Saturday, June 13, 2015

Justin Verlander. Jury's out

The Detroit Tiger ace of recent years seems to be at a crossroads. Once upon a time Verlander was amongst the most dominant pitchers in the game. He won the Cy Young Award and even had a breakfast cereal (Fastball Flakes) named after him.

His "stuff" on the mound was incredible. Besides being able to throw 100 MPH heat, he had a curve, a slider, and had mastered the split-fingered pitch (basically a change-up that "drops off the table"). And his control of all his pitches was excellent. JV could throw it where he wanted to. Along the way he racked up the wins, strike-outs and other gaudy stats.

But then two things happened. Last year, while apparently healthy, Verlander turned in a season that could be described as journeyman-ish. He lost almost as many games as he won. That seemed odd, given he was only 31 years old at the time. One would think a pitcher would be peaking at that age rather than suffering a serious downturn in his effectiveness. Especially someone like Verlander who, besides his phenomenal pitching skills, had a will to win unmatched by most. The fire burned within. JV would do whatever it took for his team to prevail when he was on the mound.

Then 2015 rolled around and Verlander had a mysterious arm ailment. Though he and the team pooh-poohed it as nothing serious at the time, obviously there was a bit more to it. A pitcher, particularly of JV's caliber, doesn't miss the first two and a half months of the season over a scratch or a bruise. Something was definitely wrong.

So Verlander quietly disappeared, while likely huddling up with the doctors and rehab specialists to plan a course of treatment that would get him back to the Tigers as soon as possible.

Of course, when such injuries occur, even after a player has been finally cleared as fully healthy, they don't just jump back into the major leagues. Typically they'll play a few games at the AAA minor league level to get back up to speed before facing the big boys again.

Verlander did, but he was underwhelming even in his minor league outings. But hey, the Tigers aren't paying JV $28,000,000 guaranteed this year just so he can pitch in Toledo. If he's good-to-go, they want some return on their money at Comerica Park. Put him out there and let's rock.

Earlier tonight, the Tigers did just that against the Cleveland Indians. Verlander finally made his first big league start. His stat line wasn't too shabby. A few hits, a couple runs, a strike-out and a walk. But what the stats don't show is Verlander was hardly impressive. The Tribe batters were hitting the ball hard and often against him. To their credit, the Tigers' defense made some sparkling plays in the field to turn several would-be big hits into outs, else JV's stat line would have looked a little different.
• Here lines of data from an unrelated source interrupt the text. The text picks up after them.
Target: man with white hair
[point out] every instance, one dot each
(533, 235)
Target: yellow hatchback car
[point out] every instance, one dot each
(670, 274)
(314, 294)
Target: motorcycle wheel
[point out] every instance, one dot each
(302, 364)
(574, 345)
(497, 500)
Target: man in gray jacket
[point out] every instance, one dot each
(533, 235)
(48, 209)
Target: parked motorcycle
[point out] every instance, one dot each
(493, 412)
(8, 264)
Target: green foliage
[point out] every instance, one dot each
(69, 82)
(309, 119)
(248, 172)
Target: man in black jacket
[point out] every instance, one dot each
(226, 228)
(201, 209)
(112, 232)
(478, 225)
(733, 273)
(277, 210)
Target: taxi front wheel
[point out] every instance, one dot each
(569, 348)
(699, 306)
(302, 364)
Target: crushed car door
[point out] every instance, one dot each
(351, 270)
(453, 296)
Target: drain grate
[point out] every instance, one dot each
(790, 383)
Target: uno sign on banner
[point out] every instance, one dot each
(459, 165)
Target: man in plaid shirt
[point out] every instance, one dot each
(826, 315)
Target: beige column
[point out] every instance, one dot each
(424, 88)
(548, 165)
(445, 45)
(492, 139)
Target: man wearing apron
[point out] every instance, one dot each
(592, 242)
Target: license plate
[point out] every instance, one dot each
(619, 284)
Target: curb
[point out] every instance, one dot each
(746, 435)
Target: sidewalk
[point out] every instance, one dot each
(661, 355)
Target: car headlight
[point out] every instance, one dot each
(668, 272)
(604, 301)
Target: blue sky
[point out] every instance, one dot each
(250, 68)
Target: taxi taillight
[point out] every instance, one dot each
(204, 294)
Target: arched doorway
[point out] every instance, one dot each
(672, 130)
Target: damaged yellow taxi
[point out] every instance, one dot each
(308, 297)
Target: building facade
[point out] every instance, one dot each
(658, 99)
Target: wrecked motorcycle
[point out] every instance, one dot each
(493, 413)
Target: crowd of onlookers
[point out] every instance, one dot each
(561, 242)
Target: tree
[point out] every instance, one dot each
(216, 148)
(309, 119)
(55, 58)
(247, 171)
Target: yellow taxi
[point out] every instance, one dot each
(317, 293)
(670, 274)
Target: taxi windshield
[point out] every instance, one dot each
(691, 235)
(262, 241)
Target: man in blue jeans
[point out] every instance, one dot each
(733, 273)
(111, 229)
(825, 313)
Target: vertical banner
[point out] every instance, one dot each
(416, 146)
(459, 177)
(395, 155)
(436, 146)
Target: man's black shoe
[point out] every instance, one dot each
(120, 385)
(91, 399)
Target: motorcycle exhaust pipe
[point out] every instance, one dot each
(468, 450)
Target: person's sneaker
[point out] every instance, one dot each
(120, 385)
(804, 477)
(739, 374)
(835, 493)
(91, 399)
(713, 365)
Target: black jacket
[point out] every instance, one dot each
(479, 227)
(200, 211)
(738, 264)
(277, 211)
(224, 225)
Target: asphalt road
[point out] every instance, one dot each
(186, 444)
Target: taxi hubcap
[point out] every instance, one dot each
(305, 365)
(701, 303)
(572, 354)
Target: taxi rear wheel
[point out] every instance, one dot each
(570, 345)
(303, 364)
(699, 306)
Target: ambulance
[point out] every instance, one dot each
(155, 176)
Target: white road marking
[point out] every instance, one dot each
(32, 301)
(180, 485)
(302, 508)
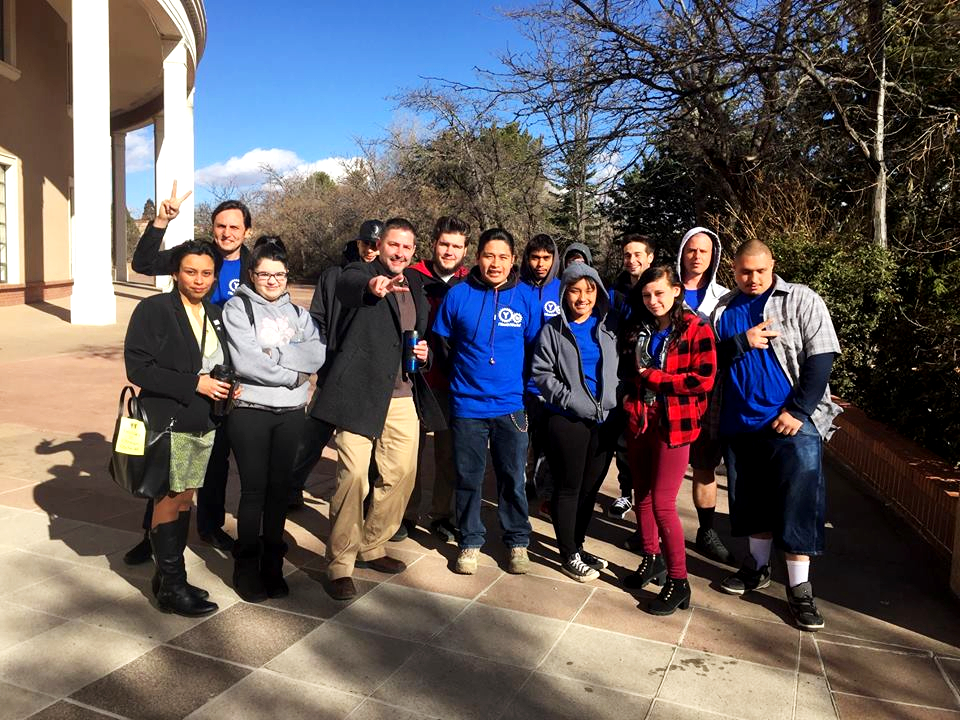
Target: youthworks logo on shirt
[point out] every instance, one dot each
(508, 318)
(551, 309)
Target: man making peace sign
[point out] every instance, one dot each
(231, 224)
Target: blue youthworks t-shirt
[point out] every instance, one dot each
(227, 282)
(487, 331)
(694, 298)
(755, 388)
(545, 303)
(585, 335)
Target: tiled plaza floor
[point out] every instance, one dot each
(80, 638)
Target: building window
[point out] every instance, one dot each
(3, 223)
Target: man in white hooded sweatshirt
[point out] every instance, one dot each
(697, 261)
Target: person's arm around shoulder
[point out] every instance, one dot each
(145, 337)
(251, 360)
(703, 361)
(545, 367)
(307, 354)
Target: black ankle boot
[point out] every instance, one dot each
(246, 572)
(652, 569)
(173, 594)
(183, 529)
(675, 594)
(271, 569)
(139, 553)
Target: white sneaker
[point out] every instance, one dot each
(467, 561)
(620, 507)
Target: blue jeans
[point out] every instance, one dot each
(775, 484)
(508, 448)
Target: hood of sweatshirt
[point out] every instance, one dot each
(577, 248)
(714, 261)
(526, 276)
(576, 272)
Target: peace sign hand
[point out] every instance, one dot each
(170, 208)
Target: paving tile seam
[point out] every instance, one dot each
(896, 702)
(948, 680)
(671, 661)
(94, 708)
(378, 701)
(856, 642)
(826, 678)
(709, 713)
(906, 653)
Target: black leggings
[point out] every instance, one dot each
(264, 445)
(579, 453)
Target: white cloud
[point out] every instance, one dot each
(248, 169)
(139, 145)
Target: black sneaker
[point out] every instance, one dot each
(444, 529)
(804, 609)
(711, 546)
(597, 563)
(580, 571)
(747, 578)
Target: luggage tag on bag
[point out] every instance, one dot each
(132, 437)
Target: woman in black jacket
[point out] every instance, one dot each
(173, 341)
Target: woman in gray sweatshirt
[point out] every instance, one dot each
(275, 347)
(575, 367)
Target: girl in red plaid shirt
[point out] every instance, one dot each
(673, 353)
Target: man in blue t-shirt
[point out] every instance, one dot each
(484, 325)
(230, 226)
(697, 261)
(776, 348)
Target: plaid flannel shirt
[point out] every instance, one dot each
(682, 386)
(803, 321)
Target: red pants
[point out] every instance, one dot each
(657, 475)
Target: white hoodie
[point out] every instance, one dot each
(714, 291)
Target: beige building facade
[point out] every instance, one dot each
(75, 77)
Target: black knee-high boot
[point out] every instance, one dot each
(173, 594)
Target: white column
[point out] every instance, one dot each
(174, 155)
(120, 204)
(93, 302)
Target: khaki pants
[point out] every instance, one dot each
(396, 453)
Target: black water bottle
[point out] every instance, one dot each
(224, 373)
(410, 362)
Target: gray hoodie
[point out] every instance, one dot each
(275, 356)
(556, 366)
(714, 291)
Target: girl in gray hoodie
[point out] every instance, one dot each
(275, 347)
(575, 368)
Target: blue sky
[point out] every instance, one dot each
(293, 83)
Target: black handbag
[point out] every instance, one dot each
(140, 456)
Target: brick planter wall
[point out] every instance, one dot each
(919, 484)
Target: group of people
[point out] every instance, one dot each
(666, 369)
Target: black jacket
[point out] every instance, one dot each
(149, 259)
(325, 308)
(359, 385)
(162, 357)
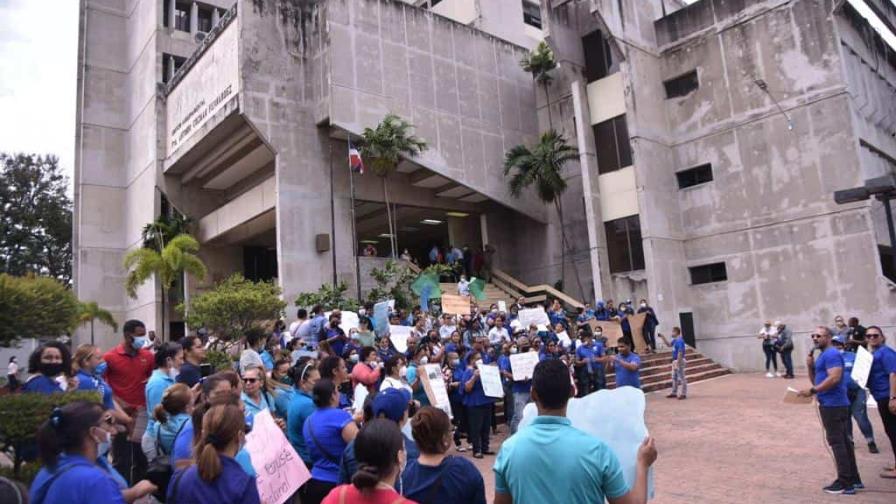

Once the proverbial work-horse, Verlander appeared to be gassed after about 5 innings. There are those that would say he needs time to get his stamina back, and that point is noted. But it could also be argued he's had two and a half months of rehab to work through something that was supposed to be "minor" in the first place and a couple recent starts at the AAA level to boot. So how long will it take before he's supposedly "in shape" again? Another month? Two? And let's face it, it's not like Verlander has to work on other facets of playing baseball. He doesn't have to hit, field an every day position and, for that matter, only actually participates every 5th or 6th day anyway. The dude's raking in a million bucks a week whether he works or not. How outrageous is that? Do the math. Verlander's making over $5000 an hour, every hour of every day, 24/7. Guaranteed.

Now 32, it will be interesting to see if Justin Verlander can ever regain his once dominant form. The medical experts say he's OK. JV says he's OK, and the Tigers better hope he's not only OK, but has several more thousand quality pitches left in his precious right arm.

Because if not, they're on the hook for some serious dough. JV gets another $28 million next year. And in 2017. And in 2018. And in 2019. It drops down to a "paltry" $22 million in 2020. All guaranteed money.

Here's wishing the Fastball Flakes man the best, but if he crashes and burns in the near future -- definitely possible given the trend of his last year and a half of production or lack thereof.......

Let's just say the current jury remains out.